The pharmacist immediately knows what he's talking about, but before he gets the condoms, another customer enters.
A moment of silence.
The young man then requests the pharmacist to serve the other customer first, not because he is kind but because he’s buying condoms and is a bit embarassed.
Now the young man has to look over his shoulder in case another customer enters the shop.
He gets his condoms, hides them in his pockets and and leaves hurriedly. You would think he just robbed the pharmacy.
This young man is like many Kenyans. They are ashamed about buying condoms.
One other hilarious thing that people do is that they end up buying things they had no intention of buying - just so there’s little attention drawn to the condoms.
For others, it is safer to go to pharmacies that are far away from their houses to buy condoms so that no one knows they plan to have sex.
Why are people ashamed?
- Sex is generally perceived as an evil act. That's why any talk or act that is sex-related is not welcome. That's also why some will only have sex in total darkness or while half-naked.
- Somehow, buying condoms is the shortest transaction you will ever see. There will never be delays because even some sellers are embarrassed, for themselves and for you.
- Since some pharmacists are ashamed, they may give you a weird look. This makes the entire transaction awkward.
- Buying condoms is often viewed as an announcement that you are going to have sex. The negative perception and cultural attitude towards sex encourage this.
- There is a popular belief that condoms are for people having casual sex since people in long-term relationships use long-term contraception.
- Many women are afraid of being slut-shamed. The responsibility of buying condoms is often left to men. Some women are not even aware of the condom varieties available.
How do we stop this?
Anyone buying condoms is a responsible adult. It is a normal part of having a responsible sex life. That's how we need to start interpreting this. No one should ever feel the need to be discreet when buying condoms.

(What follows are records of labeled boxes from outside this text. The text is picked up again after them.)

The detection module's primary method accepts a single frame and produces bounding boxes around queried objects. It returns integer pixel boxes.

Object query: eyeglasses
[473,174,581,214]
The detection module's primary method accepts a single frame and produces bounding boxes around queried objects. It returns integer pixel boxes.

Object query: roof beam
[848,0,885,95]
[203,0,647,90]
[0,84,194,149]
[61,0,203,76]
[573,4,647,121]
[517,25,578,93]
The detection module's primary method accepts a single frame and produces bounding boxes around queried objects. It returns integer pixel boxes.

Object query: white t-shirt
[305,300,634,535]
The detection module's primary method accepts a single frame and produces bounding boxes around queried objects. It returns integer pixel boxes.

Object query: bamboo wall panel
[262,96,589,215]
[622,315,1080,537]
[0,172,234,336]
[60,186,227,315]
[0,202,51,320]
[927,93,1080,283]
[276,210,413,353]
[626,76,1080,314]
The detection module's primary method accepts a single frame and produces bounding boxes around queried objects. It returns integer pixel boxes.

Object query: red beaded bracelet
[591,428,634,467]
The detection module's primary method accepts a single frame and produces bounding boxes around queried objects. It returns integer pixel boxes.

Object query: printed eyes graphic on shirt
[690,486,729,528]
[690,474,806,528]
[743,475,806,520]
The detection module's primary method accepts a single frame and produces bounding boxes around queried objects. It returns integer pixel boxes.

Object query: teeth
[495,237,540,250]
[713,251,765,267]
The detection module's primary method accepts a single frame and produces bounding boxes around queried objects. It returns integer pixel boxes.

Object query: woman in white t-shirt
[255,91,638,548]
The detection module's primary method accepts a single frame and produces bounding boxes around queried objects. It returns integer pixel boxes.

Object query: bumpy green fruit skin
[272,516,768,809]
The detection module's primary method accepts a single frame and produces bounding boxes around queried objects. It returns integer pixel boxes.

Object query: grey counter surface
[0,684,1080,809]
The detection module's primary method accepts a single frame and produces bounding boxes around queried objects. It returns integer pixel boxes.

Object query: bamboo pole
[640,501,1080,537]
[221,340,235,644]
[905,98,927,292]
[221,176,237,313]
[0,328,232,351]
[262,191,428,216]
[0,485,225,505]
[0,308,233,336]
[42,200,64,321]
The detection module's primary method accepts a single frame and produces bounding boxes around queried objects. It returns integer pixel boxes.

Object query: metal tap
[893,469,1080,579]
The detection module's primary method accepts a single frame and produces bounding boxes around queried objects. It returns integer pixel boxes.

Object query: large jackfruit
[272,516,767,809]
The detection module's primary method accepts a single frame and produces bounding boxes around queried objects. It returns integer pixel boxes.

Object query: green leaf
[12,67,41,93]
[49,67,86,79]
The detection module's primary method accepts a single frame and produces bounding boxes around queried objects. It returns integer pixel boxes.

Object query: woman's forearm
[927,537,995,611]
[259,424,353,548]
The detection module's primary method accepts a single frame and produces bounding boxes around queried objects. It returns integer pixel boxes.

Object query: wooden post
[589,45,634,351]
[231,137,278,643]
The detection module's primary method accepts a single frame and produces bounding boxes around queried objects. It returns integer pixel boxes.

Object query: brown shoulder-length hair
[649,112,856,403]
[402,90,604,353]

Sexual promiscuity has been associated with the use of condoms. Buying condoms doesn't make you promiscuous, but even if you are, it's great that you are protecting yourself and your partners.
Pharmacies need to ensure that their staff are well trained to understand that there’s absolutely nothing wrong with buying packs of condoms. They should know not to stare weirdly at the people buying the condoms as this creates an environment that is unsuitable generally for everyone.
In case you're still afraid, you can start small by first opting for new alternatives such as government hospitals facilities, Marie Stopes clinics or request for delivery. Gain your confidence and then start buying them from pharmacies.
Are you still shamed of buying condoms?